90 anos de Ruth Cardoso: uma viagem no tempo

Ruth Cardoso faria 90 anos em 19 de setembro próximo. Se ela pudesse analisar as relações entre governo e sociedade civil no Brasil e no mundo de 2020, provavelmente, nos diria que avançamos para o passado. Os ganhos vividos no debate e nas políticas sociais na segunda metade dos anos 1990, especialmente com o Comunidade Solidária, foram seguidos por grandes saltos… para trás.

Esse foi um pouco o tom do evento realizado em parceria entre a Fundação FHC, o Centro Ruth Cardoso e o Insper. Ao celebrar a data, homenagear a antropóloga, ativista social e primeira-dama, os convidados destacaram como as relações entre sociedade civil e governo retrocederam em relação ao que eram 25 anos atrás.  As ideias e práticas de Dona Ruth ficaram desatualizados para nós por estarem perdidos no futuro.

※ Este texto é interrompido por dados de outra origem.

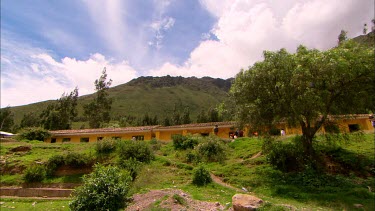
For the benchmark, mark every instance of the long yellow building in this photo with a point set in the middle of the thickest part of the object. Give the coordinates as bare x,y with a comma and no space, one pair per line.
347,123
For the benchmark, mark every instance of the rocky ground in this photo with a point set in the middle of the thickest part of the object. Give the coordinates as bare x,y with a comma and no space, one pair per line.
166,199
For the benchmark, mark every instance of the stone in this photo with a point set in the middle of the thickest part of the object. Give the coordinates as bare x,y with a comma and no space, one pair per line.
245,202
358,205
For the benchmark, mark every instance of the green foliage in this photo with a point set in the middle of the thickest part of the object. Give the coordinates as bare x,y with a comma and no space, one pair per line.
132,165
98,110
305,87
104,189
33,133
6,119
59,115
76,160
105,146
138,150
34,173
211,150
30,120
53,163
179,199
201,176
284,156
184,142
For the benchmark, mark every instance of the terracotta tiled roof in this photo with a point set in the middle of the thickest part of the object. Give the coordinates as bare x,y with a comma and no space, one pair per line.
103,130
197,125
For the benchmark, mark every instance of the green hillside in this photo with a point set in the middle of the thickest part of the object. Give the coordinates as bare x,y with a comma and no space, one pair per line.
154,96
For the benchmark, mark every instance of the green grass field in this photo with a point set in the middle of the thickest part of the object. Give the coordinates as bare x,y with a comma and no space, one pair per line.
244,167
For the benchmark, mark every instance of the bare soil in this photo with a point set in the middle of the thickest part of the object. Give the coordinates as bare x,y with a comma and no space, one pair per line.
163,199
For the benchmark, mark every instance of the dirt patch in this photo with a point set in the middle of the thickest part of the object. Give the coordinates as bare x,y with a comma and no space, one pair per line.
163,199
68,170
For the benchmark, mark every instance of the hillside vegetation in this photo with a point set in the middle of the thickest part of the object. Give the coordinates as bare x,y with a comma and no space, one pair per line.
158,96
244,167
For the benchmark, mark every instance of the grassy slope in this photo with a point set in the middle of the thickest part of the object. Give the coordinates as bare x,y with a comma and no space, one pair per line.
141,96
169,170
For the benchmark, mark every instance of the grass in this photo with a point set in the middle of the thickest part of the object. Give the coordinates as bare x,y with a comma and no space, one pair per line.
33,204
304,190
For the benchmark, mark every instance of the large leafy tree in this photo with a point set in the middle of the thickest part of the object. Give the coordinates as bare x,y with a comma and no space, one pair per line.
6,119
305,88
98,111
59,116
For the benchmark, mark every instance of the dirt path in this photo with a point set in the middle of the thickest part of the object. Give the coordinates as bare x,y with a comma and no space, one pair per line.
165,199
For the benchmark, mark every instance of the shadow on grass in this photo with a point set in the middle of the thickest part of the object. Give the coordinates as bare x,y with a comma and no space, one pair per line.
334,191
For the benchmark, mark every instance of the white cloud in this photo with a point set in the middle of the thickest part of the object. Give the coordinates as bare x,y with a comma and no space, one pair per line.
246,28
36,76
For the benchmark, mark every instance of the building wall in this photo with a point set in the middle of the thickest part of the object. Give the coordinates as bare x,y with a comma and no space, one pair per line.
166,134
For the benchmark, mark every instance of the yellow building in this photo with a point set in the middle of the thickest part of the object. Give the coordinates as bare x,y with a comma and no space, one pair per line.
345,123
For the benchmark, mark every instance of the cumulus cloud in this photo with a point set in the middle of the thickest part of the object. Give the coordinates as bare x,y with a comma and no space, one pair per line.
37,76
244,29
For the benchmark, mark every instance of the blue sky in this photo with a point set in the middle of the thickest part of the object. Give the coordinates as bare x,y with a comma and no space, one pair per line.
50,47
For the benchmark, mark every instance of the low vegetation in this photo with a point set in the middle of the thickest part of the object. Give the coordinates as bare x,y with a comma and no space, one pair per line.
345,175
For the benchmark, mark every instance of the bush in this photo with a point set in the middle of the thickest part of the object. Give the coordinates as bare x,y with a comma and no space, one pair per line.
76,160
131,165
184,142
212,151
34,173
138,150
53,163
104,189
201,176
105,146
284,156
33,133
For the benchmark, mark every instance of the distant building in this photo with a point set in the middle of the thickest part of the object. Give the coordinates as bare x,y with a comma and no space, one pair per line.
344,123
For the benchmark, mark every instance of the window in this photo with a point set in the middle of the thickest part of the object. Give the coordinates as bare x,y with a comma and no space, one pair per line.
66,140
138,138
85,139
205,134
354,127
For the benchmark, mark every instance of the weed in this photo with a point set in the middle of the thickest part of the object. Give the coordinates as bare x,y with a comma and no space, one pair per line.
201,176
34,173
179,199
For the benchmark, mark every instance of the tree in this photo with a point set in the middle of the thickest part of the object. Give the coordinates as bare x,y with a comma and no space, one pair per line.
365,29
6,119
305,88
98,111
342,36
186,116
59,116
30,120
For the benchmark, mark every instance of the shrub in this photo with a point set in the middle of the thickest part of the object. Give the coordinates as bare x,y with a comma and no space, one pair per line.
53,163
179,199
131,165
33,133
34,173
104,189
138,150
76,160
201,176
285,156
105,146
184,142
212,151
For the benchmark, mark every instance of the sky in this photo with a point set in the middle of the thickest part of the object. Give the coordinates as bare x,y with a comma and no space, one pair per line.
50,47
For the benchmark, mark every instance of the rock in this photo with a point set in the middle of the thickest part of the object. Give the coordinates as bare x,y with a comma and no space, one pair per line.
245,202
358,205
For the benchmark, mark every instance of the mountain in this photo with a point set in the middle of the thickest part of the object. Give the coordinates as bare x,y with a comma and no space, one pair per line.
152,95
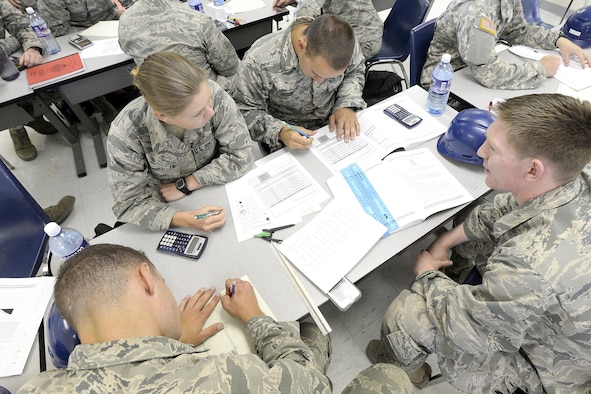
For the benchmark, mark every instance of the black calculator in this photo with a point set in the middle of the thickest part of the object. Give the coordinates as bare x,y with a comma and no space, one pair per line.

Ricardo Paes de Barros chamou a atenção para três grandes mudanças nas últimas décadas relacionadas ao legado de Dona Ruth: o aumento do gasto em política pública que chega a 25% do PIB sem, no entanto, gerar indicadores sociais compatíveis ao volume de recursos; a participação do setor privado no debate dos temas públicos inclusive com aporte significativo de dinheiro; e, mais importante na perspectiva relações governamentais e sociedade civil, a abertura de espaços para participação política da sociedade civil.

As organizações da sociedade civil, OSCs, são críticas para qualificar a elaboração das políticas, viabilizar a aplicação de recursos, inovar, documentar e disseminar as melhores práticas, dar escalabilidade para programas e políticas. No entanto, as OSCs ainda enfrentam desafios de manutenção dos espaços e mecanismo públicos de participação – notadamente os conselhos, conferências e afins – tem de confrontar-se com concepções de que políticas sociais devem ser estatais ou de que atuam em substituição ao governo, sofrem para manter independência quando o financiamento das ações é, principalmente, governamental.

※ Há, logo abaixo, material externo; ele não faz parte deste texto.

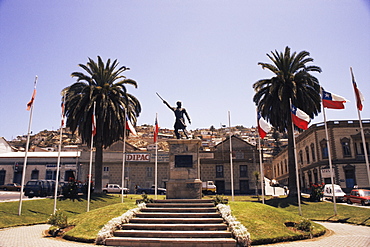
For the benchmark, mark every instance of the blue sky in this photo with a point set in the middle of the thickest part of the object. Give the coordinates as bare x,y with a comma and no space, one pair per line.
204,53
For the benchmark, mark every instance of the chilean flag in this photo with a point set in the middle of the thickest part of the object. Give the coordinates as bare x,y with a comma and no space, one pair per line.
130,127
93,124
358,94
300,118
332,101
263,126
156,130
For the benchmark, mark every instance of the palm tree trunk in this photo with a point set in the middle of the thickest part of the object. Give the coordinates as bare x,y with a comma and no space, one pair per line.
98,167
292,183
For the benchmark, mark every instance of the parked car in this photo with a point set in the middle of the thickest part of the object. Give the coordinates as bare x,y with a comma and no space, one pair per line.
358,196
12,186
114,188
328,192
151,190
39,188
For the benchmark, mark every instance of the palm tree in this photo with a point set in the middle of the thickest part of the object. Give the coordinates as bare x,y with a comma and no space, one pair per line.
103,85
293,81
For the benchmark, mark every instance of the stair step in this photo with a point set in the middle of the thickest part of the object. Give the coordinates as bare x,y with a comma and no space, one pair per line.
180,227
179,205
184,201
172,234
170,242
177,215
180,210
176,220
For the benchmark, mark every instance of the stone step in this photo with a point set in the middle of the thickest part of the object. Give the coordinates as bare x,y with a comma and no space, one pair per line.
176,220
177,215
184,201
179,227
179,205
171,242
180,210
172,234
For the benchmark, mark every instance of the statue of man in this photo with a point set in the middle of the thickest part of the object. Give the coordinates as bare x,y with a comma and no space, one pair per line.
180,121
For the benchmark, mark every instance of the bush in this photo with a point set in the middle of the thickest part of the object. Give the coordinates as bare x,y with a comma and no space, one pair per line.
58,219
219,199
317,192
304,225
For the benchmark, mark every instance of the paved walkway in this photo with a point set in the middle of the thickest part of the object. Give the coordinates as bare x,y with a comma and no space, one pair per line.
340,235
344,235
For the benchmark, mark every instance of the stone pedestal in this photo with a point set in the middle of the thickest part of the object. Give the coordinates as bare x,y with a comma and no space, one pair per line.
184,181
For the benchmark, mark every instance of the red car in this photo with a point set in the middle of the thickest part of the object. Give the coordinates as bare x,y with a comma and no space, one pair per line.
358,196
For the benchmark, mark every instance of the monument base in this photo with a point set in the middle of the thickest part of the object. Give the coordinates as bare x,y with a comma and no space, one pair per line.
184,189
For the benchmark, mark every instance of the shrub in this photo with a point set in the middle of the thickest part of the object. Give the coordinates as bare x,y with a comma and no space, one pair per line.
304,225
219,199
58,219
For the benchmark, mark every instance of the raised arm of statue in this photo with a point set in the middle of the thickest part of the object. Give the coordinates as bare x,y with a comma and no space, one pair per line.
168,105
187,116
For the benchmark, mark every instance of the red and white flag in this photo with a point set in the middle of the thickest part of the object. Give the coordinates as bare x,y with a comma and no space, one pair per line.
299,118
263,126
358,94
332,101
130,127
62,121
156,130
30,103
93,125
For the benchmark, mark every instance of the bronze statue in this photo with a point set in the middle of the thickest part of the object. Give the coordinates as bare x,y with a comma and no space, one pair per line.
180,120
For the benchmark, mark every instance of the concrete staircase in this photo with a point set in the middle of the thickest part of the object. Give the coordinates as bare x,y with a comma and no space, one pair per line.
175,222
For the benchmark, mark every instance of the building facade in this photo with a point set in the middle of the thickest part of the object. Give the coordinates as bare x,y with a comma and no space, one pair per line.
347,155
139,166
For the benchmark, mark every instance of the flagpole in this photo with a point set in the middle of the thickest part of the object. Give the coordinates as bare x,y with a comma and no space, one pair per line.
156,162
296,167
90,166
58,162
26,154
123,156
362,132
262,172
231,161
330,162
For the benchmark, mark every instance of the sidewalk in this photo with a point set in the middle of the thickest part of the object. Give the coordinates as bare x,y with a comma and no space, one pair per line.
32,236
340,235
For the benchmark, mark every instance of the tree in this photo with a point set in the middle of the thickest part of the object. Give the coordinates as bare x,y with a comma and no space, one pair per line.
103,85
292,81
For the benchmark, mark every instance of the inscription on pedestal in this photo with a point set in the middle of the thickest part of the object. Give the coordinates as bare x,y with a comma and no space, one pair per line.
184,182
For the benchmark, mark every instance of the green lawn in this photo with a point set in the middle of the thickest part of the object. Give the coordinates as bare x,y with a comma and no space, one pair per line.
264,222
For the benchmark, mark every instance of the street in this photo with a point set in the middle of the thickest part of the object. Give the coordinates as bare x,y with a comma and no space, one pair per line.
8,196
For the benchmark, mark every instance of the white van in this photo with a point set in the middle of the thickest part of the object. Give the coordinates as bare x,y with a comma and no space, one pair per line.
328,193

Augusto de Franco destacou que ideias e práticas que buscavam estimular um novo padrão de relacionamento entre estado e sociedade ficaram no passado. Mais ou menos nestas palavras, ele sentenciou que estamos perdidos por que o mundo regrediu e ficamos lá na frente, largados no futuro enquanto o mundo voltou. De suas considerações, destaco o impacto do contexto global e nacional no ambiente em que as relações com o governo acontecem, o retorno a contradições que se acreditavam superadas: entre dever do Estado e responsabilidade do cidadão; políticas públicas e ação comunitária; participação da sociedade civil e protagonismo nas estratégias de desenvolvimento. Viemos da queda do muro de Berlim para as Torres Gêmeas e Guerra ao Terror; do ciclo de Conferências Sociais da ONU (ilustro o argumento do Augusto) para o Unilateralismo. Passamos das rodadas de interlocução política com os principais atores – sem distinção ideológica ou político-partidária – para o desmonte dos espaços e para a transformação dos “outros” em inimigos internos.

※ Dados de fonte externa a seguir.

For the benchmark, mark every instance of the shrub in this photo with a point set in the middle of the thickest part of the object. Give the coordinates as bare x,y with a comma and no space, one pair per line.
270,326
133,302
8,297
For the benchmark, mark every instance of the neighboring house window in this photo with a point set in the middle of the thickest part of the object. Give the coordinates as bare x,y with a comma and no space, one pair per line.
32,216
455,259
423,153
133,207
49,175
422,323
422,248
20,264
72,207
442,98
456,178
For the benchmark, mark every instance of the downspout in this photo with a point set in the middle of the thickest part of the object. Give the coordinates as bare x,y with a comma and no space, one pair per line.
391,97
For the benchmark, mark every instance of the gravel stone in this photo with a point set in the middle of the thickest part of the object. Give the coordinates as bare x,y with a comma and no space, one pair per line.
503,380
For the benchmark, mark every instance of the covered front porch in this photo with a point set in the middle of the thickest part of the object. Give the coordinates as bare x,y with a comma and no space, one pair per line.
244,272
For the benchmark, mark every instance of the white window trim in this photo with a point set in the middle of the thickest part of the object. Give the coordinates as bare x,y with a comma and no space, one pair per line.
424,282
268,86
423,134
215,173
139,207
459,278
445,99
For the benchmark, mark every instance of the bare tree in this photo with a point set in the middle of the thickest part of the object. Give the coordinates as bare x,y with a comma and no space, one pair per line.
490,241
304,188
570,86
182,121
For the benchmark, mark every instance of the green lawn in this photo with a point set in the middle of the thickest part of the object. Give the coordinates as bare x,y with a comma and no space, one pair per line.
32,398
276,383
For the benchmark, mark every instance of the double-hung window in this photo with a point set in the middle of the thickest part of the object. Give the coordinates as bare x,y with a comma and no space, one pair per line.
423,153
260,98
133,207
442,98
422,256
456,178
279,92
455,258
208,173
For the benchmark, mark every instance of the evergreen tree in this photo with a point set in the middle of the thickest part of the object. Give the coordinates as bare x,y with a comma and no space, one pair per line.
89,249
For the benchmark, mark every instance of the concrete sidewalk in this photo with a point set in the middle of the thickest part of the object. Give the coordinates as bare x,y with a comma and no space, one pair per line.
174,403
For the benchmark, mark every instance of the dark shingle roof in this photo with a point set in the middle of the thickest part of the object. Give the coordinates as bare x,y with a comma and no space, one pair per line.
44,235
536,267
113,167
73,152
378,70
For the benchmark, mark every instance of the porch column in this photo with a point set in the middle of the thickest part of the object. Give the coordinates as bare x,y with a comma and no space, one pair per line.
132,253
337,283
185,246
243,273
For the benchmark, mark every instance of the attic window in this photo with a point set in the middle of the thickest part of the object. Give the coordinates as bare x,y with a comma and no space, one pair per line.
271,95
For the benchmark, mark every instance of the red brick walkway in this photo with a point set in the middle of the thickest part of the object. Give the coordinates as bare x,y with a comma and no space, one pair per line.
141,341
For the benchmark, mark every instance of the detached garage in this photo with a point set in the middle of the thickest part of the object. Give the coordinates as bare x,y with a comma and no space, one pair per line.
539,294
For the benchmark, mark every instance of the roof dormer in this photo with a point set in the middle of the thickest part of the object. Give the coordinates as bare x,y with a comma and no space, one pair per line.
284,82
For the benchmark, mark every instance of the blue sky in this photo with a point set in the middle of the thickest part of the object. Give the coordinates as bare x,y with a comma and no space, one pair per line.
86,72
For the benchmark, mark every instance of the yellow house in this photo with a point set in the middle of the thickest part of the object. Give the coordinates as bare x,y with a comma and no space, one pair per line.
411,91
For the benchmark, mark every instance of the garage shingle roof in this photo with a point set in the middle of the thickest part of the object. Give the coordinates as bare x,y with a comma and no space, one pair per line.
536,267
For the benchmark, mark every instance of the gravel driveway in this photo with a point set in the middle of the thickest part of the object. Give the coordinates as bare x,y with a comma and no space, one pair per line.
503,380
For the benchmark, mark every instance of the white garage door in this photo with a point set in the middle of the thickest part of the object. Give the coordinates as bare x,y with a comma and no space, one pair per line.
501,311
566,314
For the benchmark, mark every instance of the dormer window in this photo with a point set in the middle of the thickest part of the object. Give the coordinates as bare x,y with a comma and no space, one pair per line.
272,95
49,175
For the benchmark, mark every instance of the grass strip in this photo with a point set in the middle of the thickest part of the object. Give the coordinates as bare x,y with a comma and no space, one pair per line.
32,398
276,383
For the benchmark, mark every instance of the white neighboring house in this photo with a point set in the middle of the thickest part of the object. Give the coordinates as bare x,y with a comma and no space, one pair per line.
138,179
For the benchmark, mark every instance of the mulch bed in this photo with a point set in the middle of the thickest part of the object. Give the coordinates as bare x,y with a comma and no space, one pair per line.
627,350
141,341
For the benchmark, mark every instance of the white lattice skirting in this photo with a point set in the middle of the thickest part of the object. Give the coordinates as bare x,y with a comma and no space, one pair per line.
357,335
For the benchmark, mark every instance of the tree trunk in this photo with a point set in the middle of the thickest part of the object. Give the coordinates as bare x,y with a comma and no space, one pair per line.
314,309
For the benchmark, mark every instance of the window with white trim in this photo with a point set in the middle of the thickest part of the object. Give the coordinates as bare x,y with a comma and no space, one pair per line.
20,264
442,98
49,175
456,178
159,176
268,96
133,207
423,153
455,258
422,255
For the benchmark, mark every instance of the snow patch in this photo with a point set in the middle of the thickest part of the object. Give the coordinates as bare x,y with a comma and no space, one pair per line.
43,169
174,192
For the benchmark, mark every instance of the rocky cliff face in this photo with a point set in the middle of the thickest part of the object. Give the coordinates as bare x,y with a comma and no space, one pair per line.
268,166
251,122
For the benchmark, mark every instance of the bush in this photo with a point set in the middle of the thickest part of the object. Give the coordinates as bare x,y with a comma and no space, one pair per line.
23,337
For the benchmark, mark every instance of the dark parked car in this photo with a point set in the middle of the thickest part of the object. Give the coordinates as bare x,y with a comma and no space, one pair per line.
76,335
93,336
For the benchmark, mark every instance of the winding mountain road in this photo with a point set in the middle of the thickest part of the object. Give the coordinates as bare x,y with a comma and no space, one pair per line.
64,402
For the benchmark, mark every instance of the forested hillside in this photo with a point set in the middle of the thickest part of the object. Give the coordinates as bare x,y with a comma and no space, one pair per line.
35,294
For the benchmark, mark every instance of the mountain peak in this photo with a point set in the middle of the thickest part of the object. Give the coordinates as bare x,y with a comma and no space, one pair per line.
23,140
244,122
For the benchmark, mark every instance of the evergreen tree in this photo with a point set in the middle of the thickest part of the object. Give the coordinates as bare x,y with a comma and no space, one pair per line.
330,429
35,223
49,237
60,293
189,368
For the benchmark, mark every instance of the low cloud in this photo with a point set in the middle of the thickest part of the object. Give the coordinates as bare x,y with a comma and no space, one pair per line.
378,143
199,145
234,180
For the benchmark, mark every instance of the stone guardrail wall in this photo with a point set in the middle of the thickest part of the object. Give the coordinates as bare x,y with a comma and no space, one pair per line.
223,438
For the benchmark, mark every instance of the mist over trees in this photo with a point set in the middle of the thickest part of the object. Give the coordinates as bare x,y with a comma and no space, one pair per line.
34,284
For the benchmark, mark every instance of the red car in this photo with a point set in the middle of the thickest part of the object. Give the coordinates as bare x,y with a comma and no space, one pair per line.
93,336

Olhando para trás, entendemos que estivemos mais à frente do que estamos hoje. Estamos de volta ao ponto em que é preciso amadurecer as relações entre a sociedade civil e o estado; aprofundar a concepção de que desenvolvimento não é crescimento econômico e de que desenvolvimento é para todos – não só políticas sociais para os pobres; reafirmar que é a qualidade do tecido social que sustenta a democracia; ocupar os espaços de participação política de forma qualificada. Como diria Eduardo Bueno, meu relato está cheio de generalizações e simplificações, mas o quadro geral é esse mesmo. O vídeo das falas na íntegra está disponível na internet. Entendo, particularmente, que a atividade de fazer relações governamentais nos coloca no centro desta viagem no tempo.